B4J Question Scraping a webpage

paddy12309 · Oct 21, 2022

Hi everyone,

I am trying to scrape the webpage from a USB dongle for 4g (I want to get the IMEI etc). I have tried the HTTP utils, cURL, and command line to chromium yet each method I have tried and found returns the HTML but none of the javascript generated content. is there a way I can get this?
I believe what I am after is called the outer.HTML ? as in the whole page post javascript execution?

any helps greatly appreciated, I've been tearing my hair out on this for 2 days!

ciao!

Mashiane · Oct 21, 2022

Check this article on how I did my scraping, perhaps it can help.

Running a web-scraper on my TailwindCSS Website

Well, I can safely confirm that one of the things on my bucket list has been ticked off. Ha ha ha.

mbanga-anele.medium.com

paddy12309 · Oct 21, 2022

Mashiane said:
Check this article on how I did my scraping, perhaps it can help.

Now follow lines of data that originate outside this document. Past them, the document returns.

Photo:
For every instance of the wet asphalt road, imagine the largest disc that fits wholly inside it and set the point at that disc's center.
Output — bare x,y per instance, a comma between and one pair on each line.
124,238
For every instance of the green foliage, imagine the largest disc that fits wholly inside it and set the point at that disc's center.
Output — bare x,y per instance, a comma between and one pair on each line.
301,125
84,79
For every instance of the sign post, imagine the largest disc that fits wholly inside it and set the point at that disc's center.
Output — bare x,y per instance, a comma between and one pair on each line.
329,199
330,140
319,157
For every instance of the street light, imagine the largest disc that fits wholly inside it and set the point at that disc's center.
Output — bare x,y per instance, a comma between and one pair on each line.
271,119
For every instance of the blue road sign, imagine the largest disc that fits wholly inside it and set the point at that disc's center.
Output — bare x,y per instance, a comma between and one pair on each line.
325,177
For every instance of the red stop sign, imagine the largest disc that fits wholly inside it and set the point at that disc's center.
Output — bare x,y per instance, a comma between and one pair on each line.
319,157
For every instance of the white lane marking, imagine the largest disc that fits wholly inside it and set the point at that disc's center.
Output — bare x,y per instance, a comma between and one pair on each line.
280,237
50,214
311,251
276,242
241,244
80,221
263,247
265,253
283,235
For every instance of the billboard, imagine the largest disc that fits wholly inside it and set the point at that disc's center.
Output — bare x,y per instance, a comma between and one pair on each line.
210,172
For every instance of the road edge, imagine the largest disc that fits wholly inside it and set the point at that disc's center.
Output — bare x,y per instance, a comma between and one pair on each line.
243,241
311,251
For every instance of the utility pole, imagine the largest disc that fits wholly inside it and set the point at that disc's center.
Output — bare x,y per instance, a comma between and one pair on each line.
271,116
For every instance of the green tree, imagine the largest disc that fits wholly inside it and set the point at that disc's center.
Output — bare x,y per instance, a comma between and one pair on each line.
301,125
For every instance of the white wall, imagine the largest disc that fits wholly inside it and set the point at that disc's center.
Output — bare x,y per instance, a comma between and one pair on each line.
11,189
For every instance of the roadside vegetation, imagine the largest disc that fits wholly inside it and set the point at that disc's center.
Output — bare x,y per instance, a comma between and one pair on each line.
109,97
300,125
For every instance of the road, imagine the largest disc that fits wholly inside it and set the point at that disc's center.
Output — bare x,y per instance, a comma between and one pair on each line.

Running a web-scraper on my TailwindCSS Website

Well, I can safely confirm that one of the things on my bucket list has been ticked off. Ha ha ha.

mbanga-anele.medium.com

thanks I'll have a read!

paddy12309 · Oct 21, 2022

To further this I have a lot of remote devices I can update the b4j program on remotely so ideally need to be able to this through B4J code/commandline without installing anything else on the Pi.. any thoughts on how to gather the HTML of the whole page including the javascript generated view?

MicroDrie · Oct 21, 2022

paddy12309 said:
I am trying to scrape the webpage from a USB dongle for 4g (I want to get the IMEI etc).

to quote Erel:

You cannot read the IMEI number on new devices.

You could be start with a B4X solution

MiniHtmlParser - simple html parser implemented with B4X
MiniHtmlParser is a cross platform class that parses html strings and creates a tree with the various elements.

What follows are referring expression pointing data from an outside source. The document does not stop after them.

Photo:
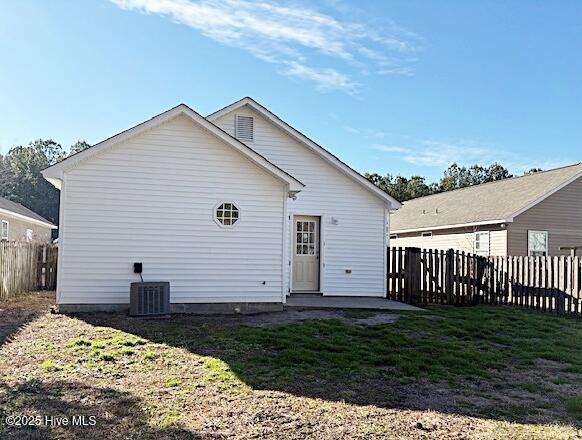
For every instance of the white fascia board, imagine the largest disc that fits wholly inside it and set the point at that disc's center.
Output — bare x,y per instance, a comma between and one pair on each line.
454,226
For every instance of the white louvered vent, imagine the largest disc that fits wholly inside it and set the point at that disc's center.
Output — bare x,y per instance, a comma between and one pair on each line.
244,128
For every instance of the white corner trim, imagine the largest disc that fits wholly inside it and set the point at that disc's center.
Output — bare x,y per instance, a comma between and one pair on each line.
304,140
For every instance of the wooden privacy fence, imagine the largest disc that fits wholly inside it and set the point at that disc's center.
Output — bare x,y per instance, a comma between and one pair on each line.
26,267
551,284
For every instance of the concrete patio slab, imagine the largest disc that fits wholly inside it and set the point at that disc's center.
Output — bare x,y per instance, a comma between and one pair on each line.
312,301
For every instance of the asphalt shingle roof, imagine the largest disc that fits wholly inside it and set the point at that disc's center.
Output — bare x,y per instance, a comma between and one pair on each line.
17,208
497,200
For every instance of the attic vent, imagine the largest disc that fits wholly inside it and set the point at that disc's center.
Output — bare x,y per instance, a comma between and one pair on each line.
149,298
244,128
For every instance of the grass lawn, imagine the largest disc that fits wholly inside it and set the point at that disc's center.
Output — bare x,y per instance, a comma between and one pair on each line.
482,372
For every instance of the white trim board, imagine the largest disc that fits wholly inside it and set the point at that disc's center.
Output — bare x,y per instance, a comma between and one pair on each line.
308,143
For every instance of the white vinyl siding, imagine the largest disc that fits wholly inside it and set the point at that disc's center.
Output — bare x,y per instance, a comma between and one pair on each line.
152,200
352,219
560,215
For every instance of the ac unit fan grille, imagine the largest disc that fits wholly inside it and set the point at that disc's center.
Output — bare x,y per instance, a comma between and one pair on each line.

Or with a specific B4A solution like:

jSoup HTML Parser
This solution is specific to B4A and allows you to search specifically for a piece of code into the HTML page

paddy12309 · Oct 21, 2022

MicroDrie said:
to quote Erel:

You could be start with a B4X solution

Or with a specific B4A solution like:

so, I am trying to scrape a website for the Imei which is in plain text in the HTML of the loaded page, not through an android device.
Thankyou for pointing me towards MiniHTMLparser, that's a useful tool! I think I will implement that in the program!

sadly my issue is more based on when I download the HTML it is incomplete/does not contain one of the divs contents (presumably generated on page load in JS?)

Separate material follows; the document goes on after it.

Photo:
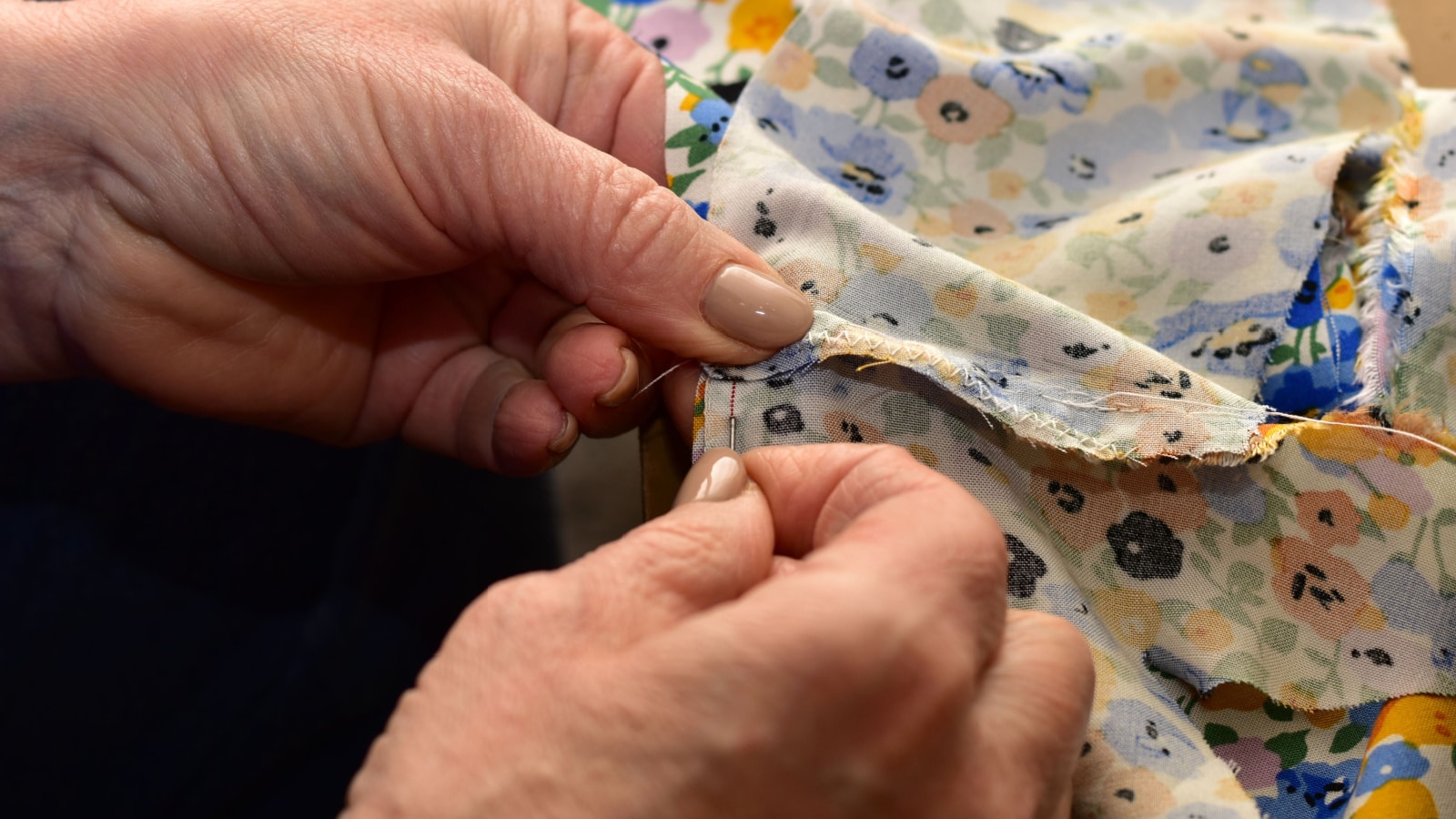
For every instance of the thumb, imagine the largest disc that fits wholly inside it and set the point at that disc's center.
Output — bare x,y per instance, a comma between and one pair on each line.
604,235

So I have tried a command line too,

chromium command:

chromium-browser --headless --dump-dom --virtual-time-budget=10000 192.168.8.1/html/content.html#device-information

this returns the page without populating the div I need populated. the same happens with OKHttpUtils download function.

stevel05 · Oct 21, 2022

paddy12309 said:
his returns the page without populating the div I need populated

Might be worth checking if it's a security feature of the dongle. An attempt to prevent hacking maybe?

paddy12309 · Oct 21, 2022

stevel05 said:
Might be worth checking if it's a security feature of the dongle. An attempt to prevent hacking maybe?

that's a good thought, I'll see what I can find out!

MicroDrie · Oct 21, 2022

this returns the page without populating the div I need populated. the same happens with OKHttpUtils download function.

Open Firefox or Chrome browser
Open web page
Open new tab page with this url: https://formatteronline.com/html
Open new tab page and load your page
Right click loaded web page
Show source web page
Select all page source with Ctrl-A
copy all page source with Ctrl-V
Go back to https://formatteronline.com/html
Paste your web page source
Click format button

If there is an error on your dongle web page then a red line is showed, if not your page source is OK.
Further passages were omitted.